Der Prozess findet unter stärksten Sicherheitsvorkehrungen statt.
Der Prozess findet unter stärksten Sicherheitsvorkehrungen statt. ©APA
Vor den Tagen seiner Ermordung fühlte sich Umar Israilov ausspioniert und wandte sich an den Verfassungsschutz. Seine E-Mail wurde allerdings nie beantwortet. Für Dienstag steht ein Lokalaugenschein an.
Mutmaßlicher Mörder aufgetaucht
Fall Israilov: Prozessbeginn

Wurde ein wirkungsloses Mail an das Bundesamt für Verfassungsschutz und Terrorismusbekämpfung (BVT) Umar Israilov letztendlich zum Verhängnis? Diese Frage mussten sich Prozessbeobachter am Montag im Wiener Landesgericht bei der Schwurverhandlung zum Mord an Israilov vom 13. Jänner 2009 stellen, nachdem sie die Aussage eines Betreuers des Opfers gehört hatten. Unterdessen hat die Menschenrechtsorganisation Human Rights Watch Kritik am Vorgehen Österreichs in der Causa geübt.

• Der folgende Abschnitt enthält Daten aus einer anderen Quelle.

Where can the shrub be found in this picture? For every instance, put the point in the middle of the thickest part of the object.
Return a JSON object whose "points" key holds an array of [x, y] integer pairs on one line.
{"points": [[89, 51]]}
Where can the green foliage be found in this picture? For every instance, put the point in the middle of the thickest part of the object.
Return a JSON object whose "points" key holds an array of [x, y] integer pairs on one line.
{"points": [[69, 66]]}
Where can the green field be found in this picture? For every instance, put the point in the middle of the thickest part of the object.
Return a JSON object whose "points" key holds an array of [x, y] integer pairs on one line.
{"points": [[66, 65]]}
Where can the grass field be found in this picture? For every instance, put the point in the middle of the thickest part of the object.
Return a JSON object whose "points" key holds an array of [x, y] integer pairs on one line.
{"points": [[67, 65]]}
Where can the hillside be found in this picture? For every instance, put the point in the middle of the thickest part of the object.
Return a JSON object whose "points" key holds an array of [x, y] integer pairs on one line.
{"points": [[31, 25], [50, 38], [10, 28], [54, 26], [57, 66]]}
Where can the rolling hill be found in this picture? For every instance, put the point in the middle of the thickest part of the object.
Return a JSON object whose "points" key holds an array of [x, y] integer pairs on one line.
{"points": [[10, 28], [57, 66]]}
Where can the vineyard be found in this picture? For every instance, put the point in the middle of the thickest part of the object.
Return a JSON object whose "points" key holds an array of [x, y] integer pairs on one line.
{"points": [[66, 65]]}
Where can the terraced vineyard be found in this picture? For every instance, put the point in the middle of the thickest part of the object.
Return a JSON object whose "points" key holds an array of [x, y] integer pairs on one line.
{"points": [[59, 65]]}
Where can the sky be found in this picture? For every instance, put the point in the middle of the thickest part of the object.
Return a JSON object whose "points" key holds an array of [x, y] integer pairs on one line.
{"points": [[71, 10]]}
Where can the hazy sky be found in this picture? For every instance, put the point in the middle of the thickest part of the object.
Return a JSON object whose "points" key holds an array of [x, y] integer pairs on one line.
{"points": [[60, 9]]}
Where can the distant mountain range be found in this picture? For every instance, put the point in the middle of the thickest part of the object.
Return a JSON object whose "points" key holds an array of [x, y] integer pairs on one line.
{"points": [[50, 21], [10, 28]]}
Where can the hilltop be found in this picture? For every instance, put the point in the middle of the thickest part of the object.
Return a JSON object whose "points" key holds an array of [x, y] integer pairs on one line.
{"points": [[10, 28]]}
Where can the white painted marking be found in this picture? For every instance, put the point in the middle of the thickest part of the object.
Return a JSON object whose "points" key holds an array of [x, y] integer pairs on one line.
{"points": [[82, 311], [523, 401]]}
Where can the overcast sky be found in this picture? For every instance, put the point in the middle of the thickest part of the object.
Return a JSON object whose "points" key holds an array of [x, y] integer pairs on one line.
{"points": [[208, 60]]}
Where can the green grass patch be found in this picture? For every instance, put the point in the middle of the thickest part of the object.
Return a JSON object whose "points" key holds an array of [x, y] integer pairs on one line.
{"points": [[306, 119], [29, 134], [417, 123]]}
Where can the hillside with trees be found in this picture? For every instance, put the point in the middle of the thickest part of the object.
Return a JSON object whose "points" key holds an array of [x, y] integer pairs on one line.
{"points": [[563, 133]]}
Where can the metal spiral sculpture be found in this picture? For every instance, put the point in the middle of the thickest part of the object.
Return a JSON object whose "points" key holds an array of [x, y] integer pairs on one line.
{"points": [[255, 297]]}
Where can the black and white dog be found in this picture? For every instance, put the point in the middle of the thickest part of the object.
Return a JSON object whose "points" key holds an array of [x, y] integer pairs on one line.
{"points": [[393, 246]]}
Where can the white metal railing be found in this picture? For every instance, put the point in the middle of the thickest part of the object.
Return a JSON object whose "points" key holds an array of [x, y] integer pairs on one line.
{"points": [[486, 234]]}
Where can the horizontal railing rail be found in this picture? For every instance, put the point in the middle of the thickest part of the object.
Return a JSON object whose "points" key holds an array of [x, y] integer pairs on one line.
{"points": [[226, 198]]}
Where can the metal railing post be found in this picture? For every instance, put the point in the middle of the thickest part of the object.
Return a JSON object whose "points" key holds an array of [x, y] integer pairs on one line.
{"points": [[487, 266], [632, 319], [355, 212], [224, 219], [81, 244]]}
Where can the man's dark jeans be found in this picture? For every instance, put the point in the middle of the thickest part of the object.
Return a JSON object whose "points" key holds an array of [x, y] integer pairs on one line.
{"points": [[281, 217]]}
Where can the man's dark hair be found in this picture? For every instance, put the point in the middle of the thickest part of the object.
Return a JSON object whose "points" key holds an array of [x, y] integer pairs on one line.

Israilov spürte in den Tagen vor seinem gewaltsamen Tod bereits, dass er von tschetschenischen Landsleuten verfolgt und überwacht wird. Das bestätigte der Mitarbeiter einer Menschenrechtsorganisation, der sich seit 2005 um Israilov gekümmert und mit ihm eine Freundschaft aufgebaut hatte. Dass sich das spätere Mordopfer bedroht fühlte, wurde in einem Mail am 22. Dezember 2008 – also rund drei Wochen vor dem Mord – auch dem BVT mitgeteilt. Der Wunsch Israilovs, dass die Verfassungsschützer zu einer Personenkontrolle ausrücken, erfüllte sich jedoch nicht: “Eine strafrechtliche Relevanz kann ich nicht erkennen. Sollte sich etwas ändern, bitte den Notruf wählen”, stand im Antwortschreiben der Behörde.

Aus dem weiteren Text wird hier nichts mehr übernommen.